DFE-Digital / technical-guidance

Principles, standards and guidance for digital delivery teams
https://technical-guidance.education.gov.uk/
Other
21 stars 18 forks source link

Guidance around external monitoring #17

Open petenorth opened 5 years ago

petenorth commented 5 years ago

The gov.uk service manual

https://www.gov.uk/service-manual/technology/monitoring-the-status-of-your-service

states that sites should have both internal and external monitoring.

External monitoring is the monitoring you should set up outside of your service which keeps checking your systems even if your infrastructure goes down.

Status pages have been implemented for existing services using ‘status as a service’ offerings, the most popular within DfE being

petenorth commented 5 years ago

@himal-mandalia Looking at statuscake's price list it seems odd that status checking isn't something covered by a organisation wide subscription.

A single project that needs team support (mandatory?) could pay $12.49/month to check a single endpoint URL or the organisation could pay $41.66/month that would cover 300 service endpoints.

himal-mandalia commented 5 years ago

@petenorth added ticket on the dev meeting board:

https://trello.com/c/lciEUi3n/19-external-monitoring

We should discuss, reach a consensus and see about getting a subscription in place - it might just be for Teacher Services rather than department-wide but that's good enough for now.

petenorth commented 5 years ago

@himal-mandalia missed the last bi weekly meeting has this moved along at all?

himal-mandalia commented 5 years ago

@petenorth I missed it too - worth asking @misaka. Probably best in Slack#teacher-services-devs

petenorth commented 5 years ago

@himal-mandalia Am going down an Application Insights route. This gives us multi-region availability monitoring of a URL at a low price, so in theory if a region where our infrastructure/services are located goes down then we should get alerted.

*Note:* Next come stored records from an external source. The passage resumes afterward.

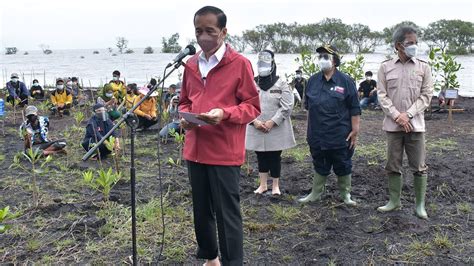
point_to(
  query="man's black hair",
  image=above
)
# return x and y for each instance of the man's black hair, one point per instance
(221, 17)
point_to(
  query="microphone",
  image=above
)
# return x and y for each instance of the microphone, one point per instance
(189, 50)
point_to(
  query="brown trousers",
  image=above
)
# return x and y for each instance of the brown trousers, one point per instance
(413, 144)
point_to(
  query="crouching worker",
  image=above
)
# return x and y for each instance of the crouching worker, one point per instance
(97, 126)
(146, 112)
(61, 99)
(34, 131)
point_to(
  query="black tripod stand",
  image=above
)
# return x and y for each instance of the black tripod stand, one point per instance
(132, 121)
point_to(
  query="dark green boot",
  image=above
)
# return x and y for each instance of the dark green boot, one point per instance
(319, 181)
(420, 192)
(344, 183)
(394, 190)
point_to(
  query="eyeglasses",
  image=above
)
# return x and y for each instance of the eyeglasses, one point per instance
(265, 57)
(325, 56)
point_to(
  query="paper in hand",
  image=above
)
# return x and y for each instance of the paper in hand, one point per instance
(192, 118)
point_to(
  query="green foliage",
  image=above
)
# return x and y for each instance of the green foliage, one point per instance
(362, 39)
(171, 45)
(387, 33)
(104, 183)
(255, 38)
(284, 214)
(444, 69)
(79, 117)
(5, 215)
(33, 156)
(451, 36)
(354, 68)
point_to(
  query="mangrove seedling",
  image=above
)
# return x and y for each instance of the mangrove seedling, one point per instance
(103, 183)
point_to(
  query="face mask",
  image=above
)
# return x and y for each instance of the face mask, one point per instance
(411, 50)
(207, 42)
(264, 71)
(325, 65)
(264, 64)
(32, 118)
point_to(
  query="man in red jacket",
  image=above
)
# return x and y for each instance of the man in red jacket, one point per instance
(218, 85)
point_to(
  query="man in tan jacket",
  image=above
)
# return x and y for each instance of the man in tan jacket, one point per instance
(405, 91)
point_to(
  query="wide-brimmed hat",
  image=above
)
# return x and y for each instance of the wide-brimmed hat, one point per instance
(145, 90)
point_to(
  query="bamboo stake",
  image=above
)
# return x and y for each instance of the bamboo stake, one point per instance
(92, 92)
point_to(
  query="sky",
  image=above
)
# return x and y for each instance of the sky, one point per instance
(95, 24)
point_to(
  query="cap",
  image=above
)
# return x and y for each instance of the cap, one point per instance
(98, 106)
(31, 110)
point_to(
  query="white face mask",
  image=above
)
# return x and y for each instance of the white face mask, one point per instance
(324, 64)
(264, 71)
(411, 50)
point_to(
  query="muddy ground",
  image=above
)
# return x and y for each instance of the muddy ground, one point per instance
(72, 223)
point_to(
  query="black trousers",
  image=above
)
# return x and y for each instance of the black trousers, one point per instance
(269, 161)
(215, 191)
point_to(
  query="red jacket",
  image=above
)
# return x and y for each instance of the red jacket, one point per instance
(229, 86)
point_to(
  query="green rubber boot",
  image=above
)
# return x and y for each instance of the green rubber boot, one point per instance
(395, 191)
(319, 181)
(344, 183)
(420, 192)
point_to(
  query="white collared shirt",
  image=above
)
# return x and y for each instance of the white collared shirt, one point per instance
(205, 66)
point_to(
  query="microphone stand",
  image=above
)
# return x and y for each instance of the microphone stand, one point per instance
(132, 121)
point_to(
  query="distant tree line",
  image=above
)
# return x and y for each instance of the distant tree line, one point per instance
(451, 36)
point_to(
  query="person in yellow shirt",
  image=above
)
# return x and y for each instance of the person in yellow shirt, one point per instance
(61, 99)
(118, 86)
(132, 94)
(146, 112)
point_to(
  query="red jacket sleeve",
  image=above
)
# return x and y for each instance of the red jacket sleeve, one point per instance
(249, 107)
(184, 102)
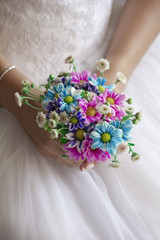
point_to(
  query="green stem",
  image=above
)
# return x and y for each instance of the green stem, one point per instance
(117, 82)
(33, 95)
(34, 99)
(130, 149)
(40, 109)
(74, 67)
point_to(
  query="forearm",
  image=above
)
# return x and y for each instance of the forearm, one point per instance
(136, 29)
(10, 84)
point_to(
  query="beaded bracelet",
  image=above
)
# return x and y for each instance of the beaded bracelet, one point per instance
(5, 72)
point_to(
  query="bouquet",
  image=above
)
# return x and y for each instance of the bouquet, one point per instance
(92, 121)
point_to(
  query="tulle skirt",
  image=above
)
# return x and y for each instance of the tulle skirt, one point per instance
(43, 200)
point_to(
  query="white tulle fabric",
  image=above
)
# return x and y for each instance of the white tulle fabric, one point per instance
(41, 199)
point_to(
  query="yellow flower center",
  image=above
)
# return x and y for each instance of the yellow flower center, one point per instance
(105, 137)
(68, 99)
(110, 100)
(91, 111)
(79, 134)
(74, 120)
(81, 81)
(56, 95)
(101, 89)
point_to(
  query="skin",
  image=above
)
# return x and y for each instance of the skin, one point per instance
(136, 29)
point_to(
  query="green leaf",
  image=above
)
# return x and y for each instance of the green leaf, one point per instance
(131, 144)
(125, 118)
(64, 131)
(63, 140)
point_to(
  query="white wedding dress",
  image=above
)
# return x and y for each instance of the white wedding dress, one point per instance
(43, 200)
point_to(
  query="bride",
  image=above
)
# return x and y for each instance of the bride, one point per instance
(42, 195)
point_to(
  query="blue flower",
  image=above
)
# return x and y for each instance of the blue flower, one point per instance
(90, 87)
(126, 128)
(77, 136)
(100, 82)
(58, 88)
(76, 121)
(69, 99)
(106, 137)
(51, 94)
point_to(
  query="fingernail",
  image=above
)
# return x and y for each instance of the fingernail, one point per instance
(90, 166)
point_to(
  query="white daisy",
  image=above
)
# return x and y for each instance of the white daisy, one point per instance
(104, 109)
(41, 119)
(122, 147)
(69, 59)
(91, 95)
(64, 117)
(135, 157)
(139, 116)
(121, 77)
(25, 82)
(54, 134)
(115, 164)
(18, 99)
(52, 123)
(129, 109)
(102, 64)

It is a much cheaper option.

Also it can be created via a template so plays nicely with CI/CD .

https://docs.microsoft.com/en-us/azure/azure-monitor/app/monitor-web-app-availability#create-a-url-ping-test

himal-mandalia commented 5 years ago

@petenorth nice. Looks like the path of least resistance right now. I'll socialise via the developers Slack channel, then we should document this.